For the UK’s transition to a net-zero economy, two features of the Social Value framework stand out as being particularly valuable. The first is its place-based dimension. Here, the Social Value Portal has launched its first pilot project to develop place-based TOMs with Durham City Council. The second feature is the recognition of the interconnectedness of climate action and the wider social value imperative. The online TOMs tool, for example, has specific outcomes and measures on improved skills for a low-carbon transition – and these feature in the Jobs pillar rather than the Environmental pillar. In the 2021 TOMs launched in May 2021, the Social Value Portal has added further measures related to the just transition, for instance collective bargaining, illustrating the increasing consideration of just transition in the framework.

Technological solutions can also help to reduce the time and cost burden of taking social impact into account in decision-making. The Ariba Network is a digital marketplace that aims to connect companies with social enterprise suppliers. Social enterprises are businesses with a social or environmental mission that reinvest or donate at least half of their profits for positive social or environmental impact. Around £2trn in business-to-business transactions are made annually through the platform. In the UK alone, this translates into over £65bn worth of commerce – roughly 3% of the UK’s GDP.
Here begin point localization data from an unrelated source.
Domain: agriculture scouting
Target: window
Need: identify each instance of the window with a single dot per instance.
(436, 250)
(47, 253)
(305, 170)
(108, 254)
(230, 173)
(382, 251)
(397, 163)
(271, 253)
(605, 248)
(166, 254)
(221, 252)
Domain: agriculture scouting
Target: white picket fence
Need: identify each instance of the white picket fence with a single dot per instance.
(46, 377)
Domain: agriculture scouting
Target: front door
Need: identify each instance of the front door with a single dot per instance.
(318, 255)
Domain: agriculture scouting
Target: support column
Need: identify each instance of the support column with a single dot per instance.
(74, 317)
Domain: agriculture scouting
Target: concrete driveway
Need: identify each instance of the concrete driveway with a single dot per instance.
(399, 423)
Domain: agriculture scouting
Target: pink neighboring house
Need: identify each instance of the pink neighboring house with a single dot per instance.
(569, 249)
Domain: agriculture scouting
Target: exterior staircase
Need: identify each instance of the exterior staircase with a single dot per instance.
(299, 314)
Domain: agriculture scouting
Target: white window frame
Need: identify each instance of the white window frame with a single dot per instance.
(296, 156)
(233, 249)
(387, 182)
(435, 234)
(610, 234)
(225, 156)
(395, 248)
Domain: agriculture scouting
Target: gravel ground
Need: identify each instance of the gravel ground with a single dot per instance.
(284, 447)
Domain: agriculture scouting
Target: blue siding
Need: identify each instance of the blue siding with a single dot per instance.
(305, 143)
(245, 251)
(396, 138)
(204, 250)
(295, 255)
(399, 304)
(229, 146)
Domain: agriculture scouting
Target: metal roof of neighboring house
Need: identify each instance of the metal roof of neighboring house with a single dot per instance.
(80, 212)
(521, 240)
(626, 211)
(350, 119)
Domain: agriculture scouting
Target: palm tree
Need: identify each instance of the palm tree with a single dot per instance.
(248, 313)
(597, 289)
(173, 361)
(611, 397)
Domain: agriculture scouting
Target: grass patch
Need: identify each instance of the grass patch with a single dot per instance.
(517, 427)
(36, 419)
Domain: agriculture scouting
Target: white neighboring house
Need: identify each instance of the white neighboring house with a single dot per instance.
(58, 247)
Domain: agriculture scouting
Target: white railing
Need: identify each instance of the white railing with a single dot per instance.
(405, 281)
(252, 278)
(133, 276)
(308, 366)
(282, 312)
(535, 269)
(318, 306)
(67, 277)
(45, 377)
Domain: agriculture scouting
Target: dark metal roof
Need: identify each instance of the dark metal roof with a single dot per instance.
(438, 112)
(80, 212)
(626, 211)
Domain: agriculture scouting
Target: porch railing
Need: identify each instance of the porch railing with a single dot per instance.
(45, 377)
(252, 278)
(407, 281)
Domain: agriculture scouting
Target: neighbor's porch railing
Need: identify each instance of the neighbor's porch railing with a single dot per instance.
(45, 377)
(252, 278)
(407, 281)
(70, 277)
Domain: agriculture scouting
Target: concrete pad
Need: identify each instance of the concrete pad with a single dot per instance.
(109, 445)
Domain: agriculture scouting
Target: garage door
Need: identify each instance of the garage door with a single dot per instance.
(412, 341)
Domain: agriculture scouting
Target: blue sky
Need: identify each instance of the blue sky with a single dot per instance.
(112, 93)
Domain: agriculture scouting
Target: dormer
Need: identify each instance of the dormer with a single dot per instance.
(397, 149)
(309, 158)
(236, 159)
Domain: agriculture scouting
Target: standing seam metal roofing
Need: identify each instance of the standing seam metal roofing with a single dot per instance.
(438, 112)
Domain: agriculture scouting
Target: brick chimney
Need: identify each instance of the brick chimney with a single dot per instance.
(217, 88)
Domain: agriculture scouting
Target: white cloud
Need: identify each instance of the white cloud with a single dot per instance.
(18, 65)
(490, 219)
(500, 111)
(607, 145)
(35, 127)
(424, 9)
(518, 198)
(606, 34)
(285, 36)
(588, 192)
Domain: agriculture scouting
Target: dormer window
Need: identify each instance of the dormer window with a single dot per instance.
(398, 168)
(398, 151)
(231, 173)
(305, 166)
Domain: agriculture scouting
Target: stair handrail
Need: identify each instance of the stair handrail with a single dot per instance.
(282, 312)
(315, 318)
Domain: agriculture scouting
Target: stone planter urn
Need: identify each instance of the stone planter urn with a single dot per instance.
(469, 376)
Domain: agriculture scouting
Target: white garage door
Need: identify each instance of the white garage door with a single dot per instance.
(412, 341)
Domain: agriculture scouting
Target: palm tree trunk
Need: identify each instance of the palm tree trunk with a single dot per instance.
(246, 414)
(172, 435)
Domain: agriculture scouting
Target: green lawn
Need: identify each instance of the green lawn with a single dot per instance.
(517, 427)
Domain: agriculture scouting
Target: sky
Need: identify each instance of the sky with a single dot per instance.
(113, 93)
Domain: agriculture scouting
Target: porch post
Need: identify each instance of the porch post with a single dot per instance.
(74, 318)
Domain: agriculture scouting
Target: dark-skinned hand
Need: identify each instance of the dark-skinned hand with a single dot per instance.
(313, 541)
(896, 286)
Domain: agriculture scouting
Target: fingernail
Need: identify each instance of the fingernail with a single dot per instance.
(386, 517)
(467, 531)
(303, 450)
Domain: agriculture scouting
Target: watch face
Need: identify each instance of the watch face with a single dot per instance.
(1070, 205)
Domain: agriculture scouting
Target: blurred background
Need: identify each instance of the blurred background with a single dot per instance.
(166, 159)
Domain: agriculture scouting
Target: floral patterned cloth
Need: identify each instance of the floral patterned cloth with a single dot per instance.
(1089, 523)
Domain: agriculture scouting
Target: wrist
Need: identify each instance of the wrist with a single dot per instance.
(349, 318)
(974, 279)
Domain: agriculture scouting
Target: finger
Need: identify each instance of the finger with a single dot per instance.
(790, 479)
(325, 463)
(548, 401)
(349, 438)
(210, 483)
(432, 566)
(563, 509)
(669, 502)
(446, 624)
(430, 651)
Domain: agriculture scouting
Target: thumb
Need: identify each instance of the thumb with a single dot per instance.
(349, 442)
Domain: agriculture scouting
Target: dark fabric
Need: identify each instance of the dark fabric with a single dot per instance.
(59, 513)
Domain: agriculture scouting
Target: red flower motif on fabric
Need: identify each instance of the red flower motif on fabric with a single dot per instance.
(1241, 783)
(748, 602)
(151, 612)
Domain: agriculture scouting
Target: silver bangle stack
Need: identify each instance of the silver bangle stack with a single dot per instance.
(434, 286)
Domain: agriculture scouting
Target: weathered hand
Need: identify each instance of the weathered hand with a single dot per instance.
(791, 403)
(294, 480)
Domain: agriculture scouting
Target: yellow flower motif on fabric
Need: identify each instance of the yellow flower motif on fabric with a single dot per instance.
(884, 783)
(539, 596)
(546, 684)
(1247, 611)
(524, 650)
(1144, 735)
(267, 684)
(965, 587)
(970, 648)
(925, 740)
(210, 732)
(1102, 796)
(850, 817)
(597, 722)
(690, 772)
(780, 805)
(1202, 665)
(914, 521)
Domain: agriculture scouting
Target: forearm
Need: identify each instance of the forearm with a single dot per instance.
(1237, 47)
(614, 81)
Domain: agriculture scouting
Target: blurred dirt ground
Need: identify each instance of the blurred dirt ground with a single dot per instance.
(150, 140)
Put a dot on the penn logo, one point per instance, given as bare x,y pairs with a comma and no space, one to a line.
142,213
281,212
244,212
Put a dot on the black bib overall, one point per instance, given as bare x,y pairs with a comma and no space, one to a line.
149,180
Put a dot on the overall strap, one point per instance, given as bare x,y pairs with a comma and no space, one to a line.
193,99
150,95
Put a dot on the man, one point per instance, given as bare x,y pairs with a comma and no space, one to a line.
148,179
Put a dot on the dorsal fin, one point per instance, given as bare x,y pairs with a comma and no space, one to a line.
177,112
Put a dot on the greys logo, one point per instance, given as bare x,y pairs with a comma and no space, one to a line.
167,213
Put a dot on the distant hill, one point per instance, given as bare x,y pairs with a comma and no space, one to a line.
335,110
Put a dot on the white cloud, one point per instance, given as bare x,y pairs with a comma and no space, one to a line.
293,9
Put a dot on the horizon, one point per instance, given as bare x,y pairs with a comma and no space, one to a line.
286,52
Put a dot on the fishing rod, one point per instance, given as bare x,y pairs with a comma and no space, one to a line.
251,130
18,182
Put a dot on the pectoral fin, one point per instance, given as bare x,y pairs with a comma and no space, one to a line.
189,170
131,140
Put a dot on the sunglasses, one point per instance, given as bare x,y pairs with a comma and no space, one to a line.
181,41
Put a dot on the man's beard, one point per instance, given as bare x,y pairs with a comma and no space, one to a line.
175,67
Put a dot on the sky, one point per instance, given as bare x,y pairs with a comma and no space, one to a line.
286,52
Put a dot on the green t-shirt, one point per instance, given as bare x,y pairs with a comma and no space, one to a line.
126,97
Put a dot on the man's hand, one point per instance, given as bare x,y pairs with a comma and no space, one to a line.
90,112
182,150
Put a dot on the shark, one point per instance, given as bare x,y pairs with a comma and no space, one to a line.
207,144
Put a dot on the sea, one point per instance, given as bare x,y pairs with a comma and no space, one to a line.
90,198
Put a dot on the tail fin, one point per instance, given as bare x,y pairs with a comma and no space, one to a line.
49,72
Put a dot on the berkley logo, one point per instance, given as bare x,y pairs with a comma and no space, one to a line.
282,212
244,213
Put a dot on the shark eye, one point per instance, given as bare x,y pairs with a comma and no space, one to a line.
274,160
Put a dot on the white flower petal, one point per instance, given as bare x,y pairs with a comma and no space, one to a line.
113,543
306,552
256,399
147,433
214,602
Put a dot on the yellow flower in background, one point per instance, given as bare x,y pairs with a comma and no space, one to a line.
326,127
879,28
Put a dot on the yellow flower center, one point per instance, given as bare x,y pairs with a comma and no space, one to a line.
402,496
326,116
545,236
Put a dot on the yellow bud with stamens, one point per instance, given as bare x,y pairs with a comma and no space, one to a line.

Getting strategic about social value in the net-zero transition

With its roots in the world of government procurement, Social Value could be a major tool for creating positive spillovers for people and places as the UK’s future ‘green CAPEX’ boom gets underway.

Local and central government need to make the linkages between the environmental and the human the norm in all they do. The importance of this is being increasingly recognised. In Scotland, for example, the Just Transition Commission has recommended that all public funding for climate action should be conditional on Fair Work terms. Looking beyond classic procurement, the UK Infrastructure Bank could use Social Value to show how it is implementing its dual objectives. More broadly, the provision of public incentives and support for energy, industry, housing, transport and nature in the net-zero transition could be tied to the use of the framework to drive a race to the top in terms of social outcomes. Businesses, banks and investors could also commit to deploy Social Value as a way of overcoming the silos that often exist between the environmental, social and governance (ESG) pillars of sustainable finance.

There’s no lack of grand visions for a green and just recovery from COVID-19. The Social Value framework offers a mechanism of driving granular outcomes across the country.

The views in this commentary are those of the authors and do not necessarily represent those of the Grantham Research Institute.